Fail, fail, fail

time to read 9 min | 1737 words

Sometimes, reading candidates answer is just something that I know is going to piss me off.

We have a question that goes something like this (the actual question is much more detailed):

We have a 15TB csv file that contains web log, the entries are sorted by date (since this is how they were entered). Find all the log entries within a given date range. You may not read more than 32 MB.

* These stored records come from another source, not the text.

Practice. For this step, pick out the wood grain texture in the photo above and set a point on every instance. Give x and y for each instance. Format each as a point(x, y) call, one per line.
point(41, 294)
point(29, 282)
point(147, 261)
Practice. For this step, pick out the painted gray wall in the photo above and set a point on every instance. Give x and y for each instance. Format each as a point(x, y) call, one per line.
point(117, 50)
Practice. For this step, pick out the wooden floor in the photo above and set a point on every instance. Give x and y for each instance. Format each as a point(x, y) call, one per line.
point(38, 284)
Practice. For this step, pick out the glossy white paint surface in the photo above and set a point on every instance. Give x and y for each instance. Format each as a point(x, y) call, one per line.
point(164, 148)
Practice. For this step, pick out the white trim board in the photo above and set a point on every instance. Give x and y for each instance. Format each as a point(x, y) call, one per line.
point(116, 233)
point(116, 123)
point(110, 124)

A candidate replied with an answered that had the following code:

   1: string line = string.Empty;
   2: StreamReader file;
   3:  
   4: try
   5: {
   6:     file = new StreamReader(filename);
   7: }
   8: catch (FileNotFoundException ex)
   9: {
  10:     Console.WriteLine("The file is not found.");
  11:     Console.ReadLine();
  12:     return;
  13: }
  14:  
  15: while ((line = file.ReadLine()) != null)
  16: {
  17:     var values = line.Split(',');
  18:     DateTime date = Convert.ToDateTime(values[0]);
  19:     if (date.Date >= startDate && date.Date <= endDate)
  20:         output.Add(line);
  21:  
  22:     // Results size in MB
  23:     double size = (GetObjectSize(output) / 1024f) / 1024f;
  24:     if (size >= 32)
  25:     {
  26:         Console.WriteLine("Results size exceeded 32MB, the search will stop.");
  27:         break;
  28:     }
  29: }

My reply was:

The data file is 15TB in size, if the data is beyond the first 32MB, it won't be found.

The candidate then fixed his code. It now includes:

   1: var lines = File.ReadLines(filename);

Yep, this is on a 15TB file.

Now I’m going to have to lie down for a bit, I am not feeling so good.